Die Mozart-Meisterin
Gibt es ideale Mozart-Interpretation? Pianistin Mitsuko Uchida setzte in Salzburg jedenfalls Maßstäbe – auch dank ihrer orchestralen Partner.
Am ersten langen Mozart-Wochenende seit drei Jahren hat polyglotte Feststimmung Salzburg erfasst. Mozart prägt das Denken, seine Musik und deren Interpretation bestimmen den Diskurs von Mozartianern aus aller Welt. Über eine Künstlerin herrscht unter den Kennern Einverständnis: Mitsuko Uchida gilt als Mozart-Interpretin schlechthin. Die Pianistin verweigert sich der Twitteria, lässt die Hände von Operndirigaten und schreibt keine Manifeste über Interpretation. Uchida tut, was sie am besten kann: Schuberts, Beethovens und natürlich Mozarts Werken gerecht zu werden. Die Konzentration auf dieses Repertoire erinnert an Alfred Brendel und führt zu ähnlich wesentlicher Werksicht.
Seit 1994 beehrt die Pianistin die Mozartwoche, Konzertereignisse von hohem Erinnerungswert sind dabei garantiert. Am Sonntag beschenkte Mitsuko Uchida Salzburg mit einer weiteren Sternstunde. „Ich bin kein Genie und keine Dirigentin“, sagte die Pianistin einmal in all ihrer Bescheidenheit. Als wollte sie das Zitat Lügen strafen, formte sie die Orchestereinleitung des BDur-Klavierkonzerts, KV 595, mit einer Vielzahl an Schattierungen, scharfen dynamischen Kontrasten, mikroskopischen Tempowechseln und „sprechenden“Pausen bis ins letzte Detail. Das Mahler Chamber Orchestra, ein bewährter Partner Uchidas, setzte die Vorgaben der Solistin hochkonzentriert um und erzeugte einen Klang, der von enormer innerer Spannung erfüllt war.
Das Werk stellt Mozarts letzte Auseinandersetzung mit dem Genre dar, aus durchhörbarem Solistenpart und farbenreicher orchestraler Dichte lässt sich schwer eine Einheit herstellen – zumal vom Flügel aus. Umso bemerkenswerter war diese organische Interpretation aus einem gemeinsamen Atem heraus, die Mitsuko Uchida dennoch genügend Raum für ihr einzigartiges Mozart-Spiel ließ: Emphatisch, präzise perlend, zärtlich flüsternd, dann wieder energisch akzentuierend, leuchtete sie jede Faser des Klavierparts aus – stets im Dienste des Werks.
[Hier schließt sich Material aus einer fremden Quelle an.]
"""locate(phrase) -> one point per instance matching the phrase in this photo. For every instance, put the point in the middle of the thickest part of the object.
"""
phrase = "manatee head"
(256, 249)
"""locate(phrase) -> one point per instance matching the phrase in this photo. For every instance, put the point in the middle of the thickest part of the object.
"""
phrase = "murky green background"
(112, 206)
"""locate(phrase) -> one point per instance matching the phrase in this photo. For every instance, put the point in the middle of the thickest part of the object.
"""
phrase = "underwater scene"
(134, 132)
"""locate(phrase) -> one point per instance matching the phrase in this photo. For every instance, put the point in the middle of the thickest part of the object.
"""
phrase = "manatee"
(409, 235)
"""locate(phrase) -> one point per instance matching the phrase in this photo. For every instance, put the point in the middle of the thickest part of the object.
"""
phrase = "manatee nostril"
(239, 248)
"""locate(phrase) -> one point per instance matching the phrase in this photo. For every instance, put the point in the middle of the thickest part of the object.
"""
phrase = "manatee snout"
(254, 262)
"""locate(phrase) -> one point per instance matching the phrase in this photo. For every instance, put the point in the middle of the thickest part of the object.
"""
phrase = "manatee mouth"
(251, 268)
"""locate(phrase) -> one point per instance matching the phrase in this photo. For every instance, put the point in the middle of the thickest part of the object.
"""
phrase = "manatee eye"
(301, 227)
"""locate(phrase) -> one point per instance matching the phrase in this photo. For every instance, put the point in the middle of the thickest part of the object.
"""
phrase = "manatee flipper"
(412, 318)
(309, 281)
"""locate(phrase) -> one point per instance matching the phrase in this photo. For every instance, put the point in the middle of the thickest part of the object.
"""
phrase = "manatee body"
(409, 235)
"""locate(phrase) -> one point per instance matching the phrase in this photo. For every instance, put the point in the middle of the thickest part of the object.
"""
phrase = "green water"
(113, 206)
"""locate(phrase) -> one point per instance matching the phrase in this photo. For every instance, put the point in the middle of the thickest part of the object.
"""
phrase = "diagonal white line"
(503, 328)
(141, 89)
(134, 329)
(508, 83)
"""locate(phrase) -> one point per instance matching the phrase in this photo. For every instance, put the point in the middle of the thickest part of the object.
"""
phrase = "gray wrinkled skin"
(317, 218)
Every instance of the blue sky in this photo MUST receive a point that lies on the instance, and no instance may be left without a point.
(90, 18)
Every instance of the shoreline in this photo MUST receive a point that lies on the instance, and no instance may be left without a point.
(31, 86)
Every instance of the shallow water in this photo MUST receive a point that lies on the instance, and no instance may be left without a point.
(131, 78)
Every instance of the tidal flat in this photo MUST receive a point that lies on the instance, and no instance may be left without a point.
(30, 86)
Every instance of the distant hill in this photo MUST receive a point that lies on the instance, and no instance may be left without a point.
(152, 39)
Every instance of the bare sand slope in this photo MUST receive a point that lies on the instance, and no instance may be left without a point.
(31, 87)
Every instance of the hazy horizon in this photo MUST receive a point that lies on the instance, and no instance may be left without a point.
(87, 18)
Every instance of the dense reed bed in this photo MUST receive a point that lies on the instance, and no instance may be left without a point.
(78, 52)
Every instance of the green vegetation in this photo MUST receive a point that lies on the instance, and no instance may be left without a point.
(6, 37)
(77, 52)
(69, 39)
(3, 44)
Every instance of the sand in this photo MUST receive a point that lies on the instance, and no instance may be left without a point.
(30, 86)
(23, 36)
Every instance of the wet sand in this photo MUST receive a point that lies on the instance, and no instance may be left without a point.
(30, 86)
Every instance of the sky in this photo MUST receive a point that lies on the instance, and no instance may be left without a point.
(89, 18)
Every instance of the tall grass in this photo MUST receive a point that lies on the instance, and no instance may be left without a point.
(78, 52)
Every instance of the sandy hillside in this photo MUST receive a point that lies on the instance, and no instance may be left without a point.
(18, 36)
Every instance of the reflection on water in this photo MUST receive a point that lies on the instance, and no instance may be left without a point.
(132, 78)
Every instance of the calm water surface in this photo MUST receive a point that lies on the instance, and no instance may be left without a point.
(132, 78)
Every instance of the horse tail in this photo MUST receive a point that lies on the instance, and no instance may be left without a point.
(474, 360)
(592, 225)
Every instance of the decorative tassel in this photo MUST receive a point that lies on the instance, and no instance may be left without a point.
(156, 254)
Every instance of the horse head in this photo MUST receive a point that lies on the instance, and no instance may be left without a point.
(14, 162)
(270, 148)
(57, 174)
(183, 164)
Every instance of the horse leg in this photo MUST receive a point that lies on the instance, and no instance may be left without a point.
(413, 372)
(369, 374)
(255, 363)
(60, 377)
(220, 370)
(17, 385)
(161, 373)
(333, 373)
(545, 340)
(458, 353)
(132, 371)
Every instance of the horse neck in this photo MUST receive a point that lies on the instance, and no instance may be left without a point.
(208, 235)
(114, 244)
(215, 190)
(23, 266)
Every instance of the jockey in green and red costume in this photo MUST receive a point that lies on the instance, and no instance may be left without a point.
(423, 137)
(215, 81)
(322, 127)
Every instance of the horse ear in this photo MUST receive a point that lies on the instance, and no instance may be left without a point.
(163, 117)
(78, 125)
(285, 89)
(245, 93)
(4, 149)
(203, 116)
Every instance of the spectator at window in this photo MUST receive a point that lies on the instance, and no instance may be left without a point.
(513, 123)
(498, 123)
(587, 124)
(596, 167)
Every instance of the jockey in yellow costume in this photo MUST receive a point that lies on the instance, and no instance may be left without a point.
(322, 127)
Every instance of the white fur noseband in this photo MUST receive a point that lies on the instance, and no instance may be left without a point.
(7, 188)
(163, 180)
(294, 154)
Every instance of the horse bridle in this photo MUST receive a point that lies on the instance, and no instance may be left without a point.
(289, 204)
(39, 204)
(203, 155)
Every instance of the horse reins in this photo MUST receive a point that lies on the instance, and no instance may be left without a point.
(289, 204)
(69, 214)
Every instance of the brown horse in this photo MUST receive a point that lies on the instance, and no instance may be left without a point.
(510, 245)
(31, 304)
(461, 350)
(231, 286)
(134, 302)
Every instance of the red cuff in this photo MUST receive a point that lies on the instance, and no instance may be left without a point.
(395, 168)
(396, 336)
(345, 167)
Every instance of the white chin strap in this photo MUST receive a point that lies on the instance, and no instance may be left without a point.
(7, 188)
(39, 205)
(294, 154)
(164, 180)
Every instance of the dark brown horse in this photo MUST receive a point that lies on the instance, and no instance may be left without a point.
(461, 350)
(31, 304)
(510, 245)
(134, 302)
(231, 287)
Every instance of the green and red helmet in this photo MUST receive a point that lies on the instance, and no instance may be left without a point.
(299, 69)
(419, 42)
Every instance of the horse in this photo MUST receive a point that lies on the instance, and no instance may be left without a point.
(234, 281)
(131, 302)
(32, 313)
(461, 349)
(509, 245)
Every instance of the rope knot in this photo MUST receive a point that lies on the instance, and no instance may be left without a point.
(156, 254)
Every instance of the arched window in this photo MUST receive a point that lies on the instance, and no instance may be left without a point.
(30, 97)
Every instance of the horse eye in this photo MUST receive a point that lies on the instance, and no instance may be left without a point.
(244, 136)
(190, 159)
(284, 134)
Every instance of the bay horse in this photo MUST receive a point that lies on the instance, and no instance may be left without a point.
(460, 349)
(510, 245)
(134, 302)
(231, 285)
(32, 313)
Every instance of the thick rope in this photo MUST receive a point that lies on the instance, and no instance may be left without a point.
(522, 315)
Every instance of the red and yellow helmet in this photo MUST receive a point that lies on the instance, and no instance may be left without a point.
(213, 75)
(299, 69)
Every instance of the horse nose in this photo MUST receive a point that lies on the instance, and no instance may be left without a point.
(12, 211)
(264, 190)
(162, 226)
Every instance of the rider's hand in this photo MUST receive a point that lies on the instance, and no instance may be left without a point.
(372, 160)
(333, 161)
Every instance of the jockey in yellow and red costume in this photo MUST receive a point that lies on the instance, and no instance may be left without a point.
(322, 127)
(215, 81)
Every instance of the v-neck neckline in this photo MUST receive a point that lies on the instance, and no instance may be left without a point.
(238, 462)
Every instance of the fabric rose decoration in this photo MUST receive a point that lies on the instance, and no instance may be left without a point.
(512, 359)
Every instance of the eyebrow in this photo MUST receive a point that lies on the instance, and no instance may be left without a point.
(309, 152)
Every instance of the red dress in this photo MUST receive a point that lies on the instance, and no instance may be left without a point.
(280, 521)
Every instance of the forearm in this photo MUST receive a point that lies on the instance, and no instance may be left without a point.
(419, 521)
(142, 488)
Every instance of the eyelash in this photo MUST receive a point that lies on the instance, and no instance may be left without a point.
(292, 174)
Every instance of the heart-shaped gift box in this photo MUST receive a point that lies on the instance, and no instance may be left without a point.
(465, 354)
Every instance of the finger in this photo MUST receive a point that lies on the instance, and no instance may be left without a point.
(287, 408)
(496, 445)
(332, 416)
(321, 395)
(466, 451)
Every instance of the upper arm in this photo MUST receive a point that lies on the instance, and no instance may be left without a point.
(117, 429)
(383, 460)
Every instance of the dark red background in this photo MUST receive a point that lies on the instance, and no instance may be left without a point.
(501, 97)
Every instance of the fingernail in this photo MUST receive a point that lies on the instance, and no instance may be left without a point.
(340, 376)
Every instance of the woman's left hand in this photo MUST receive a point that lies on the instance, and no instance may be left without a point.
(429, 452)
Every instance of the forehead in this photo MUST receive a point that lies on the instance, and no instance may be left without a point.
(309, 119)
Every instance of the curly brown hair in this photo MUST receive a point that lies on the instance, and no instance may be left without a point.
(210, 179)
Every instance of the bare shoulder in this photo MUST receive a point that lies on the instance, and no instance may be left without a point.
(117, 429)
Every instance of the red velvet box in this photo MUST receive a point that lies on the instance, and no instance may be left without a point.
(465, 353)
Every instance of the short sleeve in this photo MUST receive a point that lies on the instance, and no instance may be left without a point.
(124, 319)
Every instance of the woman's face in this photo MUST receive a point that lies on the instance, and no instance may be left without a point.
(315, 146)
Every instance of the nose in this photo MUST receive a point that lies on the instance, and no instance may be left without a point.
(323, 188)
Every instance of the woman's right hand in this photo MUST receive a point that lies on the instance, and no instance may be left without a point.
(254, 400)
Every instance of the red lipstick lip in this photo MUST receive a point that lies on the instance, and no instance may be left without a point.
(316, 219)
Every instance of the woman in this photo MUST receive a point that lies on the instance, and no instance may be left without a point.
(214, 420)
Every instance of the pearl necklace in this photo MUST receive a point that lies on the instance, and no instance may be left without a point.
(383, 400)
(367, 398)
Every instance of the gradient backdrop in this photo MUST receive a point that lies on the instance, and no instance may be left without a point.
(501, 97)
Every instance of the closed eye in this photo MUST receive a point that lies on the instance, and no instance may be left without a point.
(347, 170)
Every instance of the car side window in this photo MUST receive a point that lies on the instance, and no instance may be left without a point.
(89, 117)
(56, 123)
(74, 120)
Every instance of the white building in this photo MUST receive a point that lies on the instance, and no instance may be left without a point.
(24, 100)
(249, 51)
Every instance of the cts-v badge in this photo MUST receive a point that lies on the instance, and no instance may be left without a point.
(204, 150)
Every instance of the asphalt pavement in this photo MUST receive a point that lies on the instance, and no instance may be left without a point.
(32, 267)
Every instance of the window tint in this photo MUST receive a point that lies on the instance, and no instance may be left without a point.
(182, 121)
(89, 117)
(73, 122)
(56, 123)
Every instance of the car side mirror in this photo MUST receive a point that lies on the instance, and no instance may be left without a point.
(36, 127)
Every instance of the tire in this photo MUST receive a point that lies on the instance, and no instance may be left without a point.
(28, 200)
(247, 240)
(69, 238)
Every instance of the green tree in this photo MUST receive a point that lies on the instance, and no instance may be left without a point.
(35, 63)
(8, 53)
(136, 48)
Zuvor war bereits das frühe DDur-Konzert, KV 175, von der hohen Kunst des musikalischen Miteinanders erfüllt worden. Mit 17 Jahren näherte sich Mozart erstmals ohne väterliche Vorgaben diesem Genre und schuf vor allem im Mittelsatz Großes. Die Anschlagskultur von Mitsuko Uchida verlieh dieser „Arie ohne Worte“berührende Kantabilität. In den Ecksätzen nahm Uchida die Energie des packenden Orchesterklangs auf, ohne die Erhabenheit und kontrapunktische Plastizität ihres Spiels einzubüßen. Der Abend endete standesgemäß, die Meisterin nahm die Satzbezeichnung der Zugabe aus der C-Dur-Sonate, KV 330, beim Wort: Andante cantabile.